Para responder a esta conjuntura, a inovação passará cada vez mais por modelos colaborativos. As insurtechs deixam de ser vistas como concorrentes e tornam-se parceiras capazes de acelerar a transformação digital das seguradoras tradicionais. Os seguros embedded deverão ganhar relevância crescente, com coberturas integradas diretamente na compra de produtos e serviços. A Tesla oferece um exemplo: associa automaticamente soluções de seguro aos seus veículos. Esta tendência deverá estender-se a viagens, equipamentos tecnológicos, mobilidade e outros serviços do quotidiano. Apesar da evolução tecnológica, Galamba de Oliveira considera que as seguradoras continuarão a desempenhar um papel relevante, contribuindo para uma sociedade sustentável, mais segura, mais resiliente e capaz de absorver os riscos que ocorrem no dia-a-dia. Os seguros não são apenas um mecanismo de compensação financeira após um sinistro, mas uma ferramenta de resiliência económica e social. Perante um cenário marcado pelo envelhecimento populacional, pela crescente frequência de fenómenos extremos e pela aceleração tecnológica, o setor segurador terá de reinventar produtos, modelos de distribuição e estratégias de prevenção. Se os riscos do futuro serão diferentes dos de hoje, os seguros também terão de ser.

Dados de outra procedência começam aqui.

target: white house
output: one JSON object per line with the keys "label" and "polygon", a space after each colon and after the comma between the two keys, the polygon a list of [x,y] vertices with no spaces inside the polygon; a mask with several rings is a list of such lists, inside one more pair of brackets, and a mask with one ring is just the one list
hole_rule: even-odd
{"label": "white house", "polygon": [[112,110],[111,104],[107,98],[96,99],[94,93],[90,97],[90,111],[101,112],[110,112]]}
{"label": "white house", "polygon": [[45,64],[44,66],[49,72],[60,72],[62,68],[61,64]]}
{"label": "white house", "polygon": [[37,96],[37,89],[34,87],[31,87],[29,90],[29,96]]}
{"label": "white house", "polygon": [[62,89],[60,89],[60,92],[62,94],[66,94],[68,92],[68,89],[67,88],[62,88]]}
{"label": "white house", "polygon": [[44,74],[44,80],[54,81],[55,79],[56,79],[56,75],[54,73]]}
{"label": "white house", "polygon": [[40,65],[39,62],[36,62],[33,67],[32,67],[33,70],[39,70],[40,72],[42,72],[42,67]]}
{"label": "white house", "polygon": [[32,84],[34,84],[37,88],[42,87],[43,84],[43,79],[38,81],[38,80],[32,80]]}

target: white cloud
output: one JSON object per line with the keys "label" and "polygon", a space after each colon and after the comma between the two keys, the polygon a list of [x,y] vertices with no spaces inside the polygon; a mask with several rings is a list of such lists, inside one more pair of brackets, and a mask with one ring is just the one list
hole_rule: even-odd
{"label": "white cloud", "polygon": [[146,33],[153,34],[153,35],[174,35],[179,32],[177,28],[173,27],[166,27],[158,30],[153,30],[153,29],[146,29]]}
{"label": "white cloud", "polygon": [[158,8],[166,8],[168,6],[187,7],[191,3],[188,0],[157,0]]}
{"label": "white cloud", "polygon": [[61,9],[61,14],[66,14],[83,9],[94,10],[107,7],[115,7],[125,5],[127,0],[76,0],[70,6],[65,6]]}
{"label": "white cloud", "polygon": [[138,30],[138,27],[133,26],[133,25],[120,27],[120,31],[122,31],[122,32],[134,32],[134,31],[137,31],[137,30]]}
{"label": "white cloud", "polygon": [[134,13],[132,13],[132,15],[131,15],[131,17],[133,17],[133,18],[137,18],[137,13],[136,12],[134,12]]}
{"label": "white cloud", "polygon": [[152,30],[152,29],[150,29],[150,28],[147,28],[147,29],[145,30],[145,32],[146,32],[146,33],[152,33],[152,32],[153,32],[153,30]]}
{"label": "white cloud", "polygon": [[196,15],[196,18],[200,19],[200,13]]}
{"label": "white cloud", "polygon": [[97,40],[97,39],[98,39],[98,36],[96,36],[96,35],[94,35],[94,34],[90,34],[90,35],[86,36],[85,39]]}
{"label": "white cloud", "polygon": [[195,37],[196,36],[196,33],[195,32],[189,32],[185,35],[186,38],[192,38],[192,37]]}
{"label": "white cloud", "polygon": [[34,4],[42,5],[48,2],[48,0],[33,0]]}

Estes dados mostram a relevância e a importância do setor segurador e o papel social que desempenham em ajudar quem tem um infortúnio a recuperar mais rapidamente a normalidade nas suas vidas
— José Galamba de Oliveira, presidente da APS
Isto tem um peso brutal em termos de compliance, em termos de controlos internos, custos, procedimentos, processos
— José Galamba de Oliveira, sobre o ambiente regulatório europeu
La Conversación del Hearth Otra perspectiva de la historia
Inventor

Quando Galamba de Oliveira fala em "protection gap", está a descrever um problema de mercado ou um problema de sociedade?

Model

É ambos, mas começa como um problema de sociedade. Metade das casas portuguesas não têm seguro para fenómenos naturais. Isto significa que quando chove muito ou há um sismo, as pessoas perdem tudo e o Estado tem de intervir. Para as seguradoras, é um mercado inexplorado. Para as famílias, é vulnerabilidade pura.

Inventor

E a longevidade? Parece-me que é um problema que as seguradoras criaram para si mesmas — vivemos mais tempo, portanto precisamos de mais proteção.

Model

Não é bem assim. O problema é que os sistemas de pensões foram desenhados para uma vida mais curta. Agora um português de 40 anos pode perder metade do seu rendimento quando se reforma. As seguradoras têm de oferecer produtos que permitam às pessoas poupar mais cedo e de forma mais inteligente. Mas isto exige uma mudança cultural — as pessoas têm de querer poupar para a reforma.

Inventor

A regulação europeia parece ser um fardo. Por que não Portugal sai da Europa?

Model

Porque a regulação também protege. O problema é que é muito pesada e coloca as seguradoras europeias em desvantagem face aos americanos e asiáticos. Mas não é sobre sair — é sobre encontrar um equilíbrio. A Liberty saiu porque o custo de compliance era maior que o lucro. Isso é um aviso.

Inventor

As insurtechs são realmente parceiras ou é apenas uma forma de as seguradoras tradicionais não desaparecerem?

Model

São parceiras porque têm capacidades que as seguradoras tradicionais não têm — velocidade, tecnologia, flexibilidade. Mas as seguradoras têm escala, confiança, capital. Juntas, conseguem fazer coisas que sozinhas não conseguem. A Tesla não precisa de uma seguradora tradicional para vender seguros — precisa de alguém que saiba gerir risco em larga escala.

Inventor

O que é que muda realmente para o consumidor?

Model

Tudo. Os seguros deixam de ser algo que compras quando precisas e passam a estar integrados no teu dia-a-dia. Compras um carro e o seguro vem com ele. Viajas e o seguro está lá. E porque as seguradoras têm mais dados sobre ti, conseguem oferecer preços e coberturas mais justos. Mas isto também significa menos privacidade.